At any rate, having finally realized after the fact what Phoenix has lost since Mr. Talton has left -- though indeed, had he remained, his columns would (because of the very market pressures he was not previously free to denounce) be the merest ghost of their present, tell-it-like-it-is frankness -- I would, in the spirit of the Internet Age, like to dedicate this wistful music video to his memory:
http://youtube.com/watch?v=grj04zP1Etw
Posted by: Emil Pulsifer | July 28, 2008 at 07:16 PM
You keep trying to associate journalism with literature and all I can do is laugh. I do read the newspapers (online, and only the free pages because no way would I waste money on that) and I find them formulaic, uncritical of the establishment point of view, constantly making excuses for authoritarianism, regularly dishonest and inaccurate, and quite frankly an insult to any reader.
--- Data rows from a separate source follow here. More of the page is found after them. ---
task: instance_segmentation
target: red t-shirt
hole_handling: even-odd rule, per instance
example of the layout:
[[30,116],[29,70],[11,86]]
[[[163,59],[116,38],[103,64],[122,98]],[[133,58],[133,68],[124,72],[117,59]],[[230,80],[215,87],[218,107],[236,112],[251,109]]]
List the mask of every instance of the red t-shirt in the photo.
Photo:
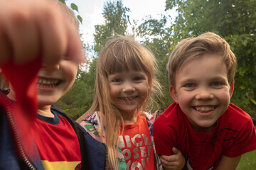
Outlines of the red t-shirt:
[[154,170],[154,150],[146,119],[139,115],[137,121],[125,125],[119,136],[119,147],[128,169]]
[[[52,110],[53,111],[53,110]],[[38,115],[31,133],[46,169],[80,169],[81,154],[76,133],[68,121]]]
[[170,155],[171,148],[177,147],[186,159],[186,169],[215,169],[222,155],[235,157],[256,149],[250,116],[232,103],[216,126],[206,134],[193,130],[174,103],[156,120],[153,133],[156,152]]

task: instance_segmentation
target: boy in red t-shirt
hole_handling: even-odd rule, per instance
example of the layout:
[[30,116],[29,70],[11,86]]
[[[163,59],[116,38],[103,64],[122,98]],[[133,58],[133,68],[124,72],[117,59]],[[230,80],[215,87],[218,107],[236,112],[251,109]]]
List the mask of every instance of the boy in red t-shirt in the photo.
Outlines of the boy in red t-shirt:
[[221,37],[206,33],[181,41],[167,69],[174,101],[154,124],[161,155],[178,148],[183,169],[235,169],[242,154],[256,149],[250,116],[230,103],[236,58]]
[[78,25],[57,1],[0,1],[0,169],[104,169],[105,145],[52,106],[83,60]]

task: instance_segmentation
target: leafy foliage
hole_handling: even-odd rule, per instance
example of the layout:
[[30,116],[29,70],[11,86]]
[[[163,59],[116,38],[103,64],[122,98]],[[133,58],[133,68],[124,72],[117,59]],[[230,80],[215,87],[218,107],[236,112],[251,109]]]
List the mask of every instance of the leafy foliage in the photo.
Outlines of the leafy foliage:
[[[58,1],[66,5],[66,3],[65,3],[66,0],[58,0]],[[79,12],[78,11],[78,6],[76,4],[75,4],[74,3],[71,3],[70,6],[71,6],[71,9],[72,10],[75,11],[77,12]],[[80,15],[77,15],[77,18],[80,22],[80,23],[82,23],[82,18]]]
[[109,1],[105,3],[102,13],[105,23],[95,26],[94,50],[96,52],[100,52],[110,37],[115,35],[125,35],[127,24],[129,22],[127,13],[129,11],[129,8],[123,6],[122,1],[112,2]]

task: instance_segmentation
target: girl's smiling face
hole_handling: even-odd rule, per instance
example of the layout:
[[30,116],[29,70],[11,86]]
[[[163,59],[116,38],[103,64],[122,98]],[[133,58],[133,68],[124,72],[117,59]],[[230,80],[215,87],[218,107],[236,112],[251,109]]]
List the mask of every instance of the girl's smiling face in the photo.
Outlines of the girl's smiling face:
[[144,72],[127,71],[109,75],[112,103],[125,113],[136,113],[149,96],[149,79]]
[[224,63],[216,55],[205,54],[178,69],[175,84],[171,96],[193,129],[209,132],[227,110],[233,91]]

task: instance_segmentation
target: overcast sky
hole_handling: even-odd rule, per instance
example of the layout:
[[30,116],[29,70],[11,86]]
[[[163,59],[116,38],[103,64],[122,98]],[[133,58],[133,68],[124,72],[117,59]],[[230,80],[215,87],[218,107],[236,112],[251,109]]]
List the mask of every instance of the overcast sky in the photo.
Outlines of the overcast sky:
[[[67,5],[71,3],[78,6],[79,14],[82,18],[80,33],[83,34],[83,40],[92,43],[95,31],[94,26],[103,23],[103,5],[106,0],[66,0]],[[157,18],[164,13],[166,0],[123,0],[124,6],[130,8],[127,13],[130,21],[137,20],[139,22],[144,17],[151,15]]]

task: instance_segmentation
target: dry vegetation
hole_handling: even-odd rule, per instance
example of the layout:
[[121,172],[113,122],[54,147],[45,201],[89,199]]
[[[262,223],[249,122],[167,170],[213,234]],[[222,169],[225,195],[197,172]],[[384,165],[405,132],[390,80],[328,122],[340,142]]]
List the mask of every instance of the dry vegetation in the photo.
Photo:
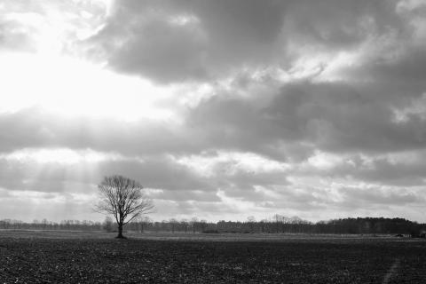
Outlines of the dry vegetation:
[[[0,233],[2,283],[422,283],[426,241]],[[132,235],[130,234],[131,237]],[[111,239],[110,239],[111,238]],[[209,241],[205,238],[217,238]],[[162,240],[162,241],[161,241]],[[166,240],[166,241],[164,241]],[[395,265],[398,264],[398,265]],[[389,276],[389,275],[388,275]]]

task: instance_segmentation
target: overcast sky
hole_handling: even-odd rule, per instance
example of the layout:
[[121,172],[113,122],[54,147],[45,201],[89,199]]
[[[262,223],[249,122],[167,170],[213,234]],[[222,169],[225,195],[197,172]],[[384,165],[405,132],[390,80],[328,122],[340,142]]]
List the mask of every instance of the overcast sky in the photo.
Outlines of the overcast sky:
[[0,219],[426,222],[426,2],[2,0]]

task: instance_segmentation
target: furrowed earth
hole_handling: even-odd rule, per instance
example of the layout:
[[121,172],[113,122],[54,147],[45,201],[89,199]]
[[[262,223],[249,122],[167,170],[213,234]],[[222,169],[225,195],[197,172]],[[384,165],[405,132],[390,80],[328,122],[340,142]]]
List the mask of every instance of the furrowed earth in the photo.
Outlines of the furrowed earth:
[[424,283],[426,241],[0,232],[0,283]]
I watch people on the train reading Rupert Murdoch's free "MX" trash and I can certainly say that Rupert will never go broke from underestimating the intelligence of his audience.
I wouldn't buy a newspaper for a child, I don't have that level of cruelty in me. I would buy them an Internet connection because even though the Internet also has plenty of rubbish, it does have the redeeming feature that the reader can be selective and make their own choices about how they see the world. That selectivity is very valuable, sadly we live in an age of blanket disinformation that requires a whole lot of cynicism just to see the end of the street.
Also, please, teach kids the basics first. Teach them mathematics, statistics, fundamentals of the physical sciences and teach them the Scientific Method (which is all about skepticism, and testing for yourself). Maybe even teach a bit of simple philosophy too. With those basics they are equipped to make sense of the world.
For learning History, it's hard to beat Wikipedia (yes it is full of errors and whitewash, but so is every history book).
Posted by: Tel | July 29, 2008 at 03:20 PM
I teach English courses at a local community college and deal with unprepared, under-educated, resentful teens all the time. It is the Age of Entitlement. Not all students fall into this category, but too many do. It's a real problem in Arizona. I write about it sometimes on my blog, www.hotdishing.com Thanks for showcasing this topic! The state of education in this country needs all the help it can get.